As much as I like fuel injection I can't help but wish to convert my engine to run triple carbs for fun and to get that beautiful induction roar again!
 
i can see your point of view and i voted for injection , only because its the easiest and most reliable on a street car . This doesnt mean thet i dont love the sound of a turbo charged vacume cleaner which is what mine sounds like at full noise . i run six 44 idf webers ONLY because i am not savy enough to tune an injection set up ( computer eliterate ) or an old guy .
 
It's virtually impossible to comply with EU emissions now with a car who's engines fuel delivery is metered by a carburettor.

Much like cat converters - they're not a legal requirement (although removing it would consititute a modification for insurance purposes), but you'd struggle to get a car through an MoT emissions test without one.

Carbs cannot meter fuel anywhere near accurately enough to meet the prescriptive needs of a closed loop emissions control system so the cat' would be ruined in a few dozen miles anyway.
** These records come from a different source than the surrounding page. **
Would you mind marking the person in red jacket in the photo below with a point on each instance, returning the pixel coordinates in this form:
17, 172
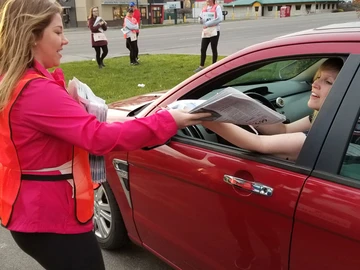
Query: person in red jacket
137, 16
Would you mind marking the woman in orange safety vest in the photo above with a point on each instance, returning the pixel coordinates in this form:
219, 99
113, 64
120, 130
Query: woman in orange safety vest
46, 192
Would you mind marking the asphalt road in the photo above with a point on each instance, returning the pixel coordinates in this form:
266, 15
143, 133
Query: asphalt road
184, 39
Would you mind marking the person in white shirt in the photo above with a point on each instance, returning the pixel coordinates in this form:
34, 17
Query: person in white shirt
210, 17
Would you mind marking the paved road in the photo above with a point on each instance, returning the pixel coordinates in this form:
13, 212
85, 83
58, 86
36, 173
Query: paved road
235, 35
185, 39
Let's face it, diesel engines have always used injection, just by virtue of their methods of operation.

Setting up a twin (or more) carb setup can be fun - many, many yeasr ago my Dad and I played around with a 1983/Y Austin Ambassador with the O-series 2 litre engine which was fed by a pair of SU carbs. The problem is that you need to be tweaking the balance of throttle, fuel, damping etc. almost weekly to keep the thing running smoothly.
 
There's a lot of truth in that - they can be maintained by us mere mortals.
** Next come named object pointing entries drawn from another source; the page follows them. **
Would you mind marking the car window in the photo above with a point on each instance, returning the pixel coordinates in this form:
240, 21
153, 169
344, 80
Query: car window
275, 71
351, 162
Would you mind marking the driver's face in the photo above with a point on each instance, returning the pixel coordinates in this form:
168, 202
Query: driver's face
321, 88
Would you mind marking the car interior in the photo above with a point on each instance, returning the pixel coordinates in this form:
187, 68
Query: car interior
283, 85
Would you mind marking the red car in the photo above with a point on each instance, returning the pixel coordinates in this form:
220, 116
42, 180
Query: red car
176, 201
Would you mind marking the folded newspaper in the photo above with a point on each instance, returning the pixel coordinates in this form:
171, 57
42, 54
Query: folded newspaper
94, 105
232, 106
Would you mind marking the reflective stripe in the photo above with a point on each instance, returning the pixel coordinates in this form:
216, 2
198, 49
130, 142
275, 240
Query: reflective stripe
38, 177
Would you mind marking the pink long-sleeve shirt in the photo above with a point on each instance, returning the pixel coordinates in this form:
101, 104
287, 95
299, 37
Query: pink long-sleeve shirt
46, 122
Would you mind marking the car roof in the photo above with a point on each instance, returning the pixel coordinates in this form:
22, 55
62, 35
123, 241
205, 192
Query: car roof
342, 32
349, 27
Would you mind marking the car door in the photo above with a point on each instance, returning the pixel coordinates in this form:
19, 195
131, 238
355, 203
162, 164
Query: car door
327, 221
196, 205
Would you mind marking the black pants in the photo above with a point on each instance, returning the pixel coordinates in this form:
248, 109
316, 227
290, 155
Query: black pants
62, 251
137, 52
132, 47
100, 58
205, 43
Fuel injection, though, is very precise and reliable and is generally maintenance free.

Unless, of course, we consider diesel.

The diesel injection pressures are so high that the stresses on the injection equipment are massive. Despite being a fan of high performance diesel cars (and most do truly go fantastically well) the fuel systems are still in a phase of development.
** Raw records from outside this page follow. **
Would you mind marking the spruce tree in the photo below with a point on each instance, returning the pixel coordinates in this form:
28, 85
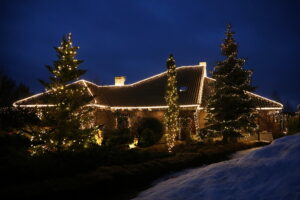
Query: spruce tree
171, 117
230, 109
66, 121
The maintenance and servicing is pricey. So is the fuel. Not to mention the sixty quid a fill low-sulphated-ash synthetic engine oils which is still changed far more often than that of a petrol car.

I know this post is slightly off topic but petrol engines are much simpler to maintain than modern diesels.

I'm not likely to buy a carb fed petrol car - there are very few available anyway.
 
haft the fun of a car to me is the tinkering ,ive bolted a large vice to my coffee table so i can do jobs while watching telly in the eveings
 
i have 2 hondas 1 is injection, the other carb, il gladly take the more powerful 1

not saying carbs are bad, their fairly good and bullit proof
 
Fuel injection has to be superior for everything apart from soul or character.

Personally if a car with character and soul eats fuel, stinks of unburnt fuel, overheats, p...es oil on the drive, misfires when hot and won't start when cold then I'll take practicality over soul and character.

George Bishop, God rest his soul, wrote something very similar in Car Magazine during the late 1980s so I make no personal claim to the sentiment of the above paragraph.

Car Magazine was brilliant back then with such great literary exponents alongside GB as: Phil Llewellin; Rowan Atkinson; and the outrageously controversial Rabbi, LJK Setright.

O for the days when journalism wasn't constrained by political correctness and instead provided information and entertainment in equal and abundant measure.
 
15 years ago I would have sworn that Carburetters were the way to go, Now I say FI all the way, modern systems are very good and trouble free
 
A well balanced carb setup would traditionally have exhibited less lag. Notice this is in the past tense. Early FI systems were sluggish.

Carbs are consigned to the history books, although fun can be had messing around with 'em it's unlikely you'll better the results from a modern programmed FI system.